The option to have staff return to work on a part-time basis will also be a great resource for many but we know that it is coming to an end in October 2020.

Businesses will need to start thinking about how they rebuild the business in an economic landscape which has changed rapidly over the last 4 months. The goal will be to protect the business so that it can be restored and save some jobs. We will take a look at some options that you may want need to consider:

  • Reduced Hours also known as Short Time Working

In an ideal world business would bounce back in an instance and everyone would return to work on full hours and full pay. If a full quota of staff is not an option for the business you may consider reducing the hours of some or all staff members.

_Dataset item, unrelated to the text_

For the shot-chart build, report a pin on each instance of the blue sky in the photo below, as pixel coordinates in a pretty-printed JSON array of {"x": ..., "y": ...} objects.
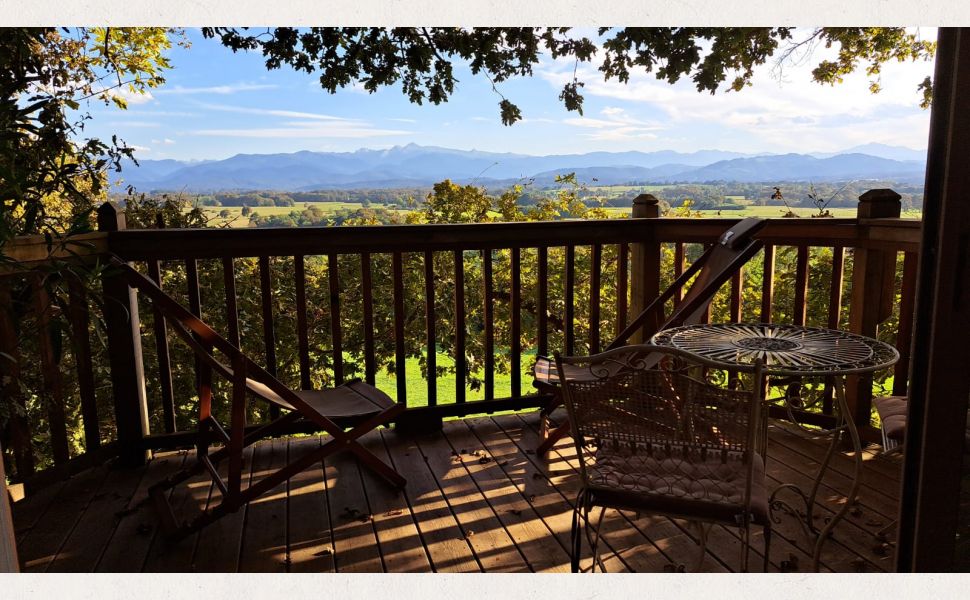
[{"x": 216, "y": 104}]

In order to reduce staff hours you must have the contractual right to do so. This would be stated in the Employment, Worker contract or in another document. If you do not have a contract you will need to negotiate  with staff and create a new agreement or agree to amend the existing agreement. This must be done in writing and staff should be made aware of their right to claim redundancy if the reduced hours continue for a period of time. Staff will want assurances that if they are made redundant in the future will be based on their original pay and hours.

Do ensure that you are not acting in a discriminatory way if you are reducing the hours of some staff.

Always seek advice before reducing hours.

  • Lay-off with no or limited pay

Some contracts allow an employer to place an employee on standby without pay. A lot of furlough agreements also sneakily added this right into the contract. With this option staff receive no pay other than guarantee payments of £29 per day for 5 days within a 3 month period. Staff also have the right to request redundancy after a period of time and it is important that the correct procedure is followed. Failure to do this correctly can be very costly to a business.

  • Redundancy

Redundancy is where a role has significantly reduced or disappeared. It is about the role and not the person and so employers must think about placing all those who do a particular role at risk. 

Staff should not be discriminated against and the correct monies should be paid. 

It is worth noting that there is no redundancy pay for staff who have less than 2 years service. They will still be entitled to notice pay and other outstanding payments such as unused holiday. 

For businesses who will be making 20 or more redundancies within a 90 day period. There is a strict procedure which must be followed so employers really need to think ahead. One of the things they need to think about is timing as the process will be a minimum of 30 days for business making between 20 and 99 staff members redundant. For business making over 100 redundancies within a 90 day period there must be a consultation period of at least 45 days.

There will be instances where putting a settlement agreement in place is the best way of protecting the business.

  • Restructure

This is similar to a redundancy. This may be where the role still exists but you may decide that it can be done differently or absorbed into another role. In this instance staff should be consulted and just like any other dismissal they will be entitled to notice pay.